Alf Bucher
- Birth name: Alfred Moore Bucher
- Date of birth: 22 March 1874
- Place of birth: Leith, Scotland
- Date of death: 20 August 1939 (aged 65)
- Place of death: Edinburgh, Scotland

Rugby union career
- Position(s): Wing

Amateur team(s)
- Years: Team / Apps / (Points)
- Edinburgh Academicals RFC /  / ()

Provincial / State sides
- Years: Team / Apps / (Points)
- Edinburgh District /  / ()

International career
- Years: Team / Apps / (Points)
- 1897: Scotland / 1 / (3)
- 1899: British Isles / 3 / (9)

= Alf Bucher =

British Isles & Scotland international rugby union player

Alfred "Alf" Moore Bucher (22 March 1874 – 20 August 1939) was a Scottish international rugby union wing who played club rugby for Edinburgh Academicals. Bucher played international rugby for Scotland and was selected for the British Isles team on its 1899 tour of Australia.

==Personal history==
Bucher was born in Leith, in 1874 to Francis Bucher and Grace Webster Smith. Bucher served in the First World War and was a 2nd Lieutenant in the City of Edinburgh Motor Volunteer Corps.

==Rugby Union career==

===Amateur career===

Bucher came to note as a rugby player while representing Scottish club side, Edinburgh Academicals. It was while with the Academicals that he was selected to win his one and only cap for the Scottish national team.

===Provincial career===

He was capped by Edinburgh District in 1898.
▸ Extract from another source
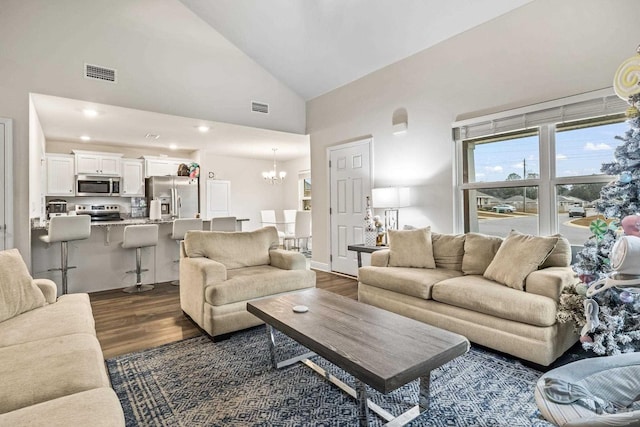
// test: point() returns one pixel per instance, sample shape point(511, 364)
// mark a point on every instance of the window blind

===International career===

Bucher was chosen for the final game of the 1897 Home Nations Championship, an encounter against England at Fallowfield in Manchester. Bucher was brought in at wing as a replacement for George Campbell, and was joined at threequarters with fellow Academical player Alec Robertson, who was also winning his first cap. Scotland lost the game 12–3, and despite scoring a try on his debut, Bucher was never reselected for his country again.

In 1899, Bucher was invited to represent the British Isles on the team's first official tour to Australia. Bucher played in 17 of the 20 arranged matches, and was part of the British Isles team in the First Test against Australia, played in Sydney. After the tourists lost the First Test, captain Matthew Mullineux made several team changes, and Bucher was replaced by H.G.S. Gray, a trialist who normally played as a forward. Despite a comprehensive win in the Second Test, Gray was dropped for the Third Test and Bucher was back on the wing, this time partnered opposite Elliot Nicholson. Bucher scored two tries in the game, which proved decisive as the British won by a narrow 11-10 margin. Bucher retained his place for the Final Test, and scored his third international try of the tour in as 13–0 win over the Australians.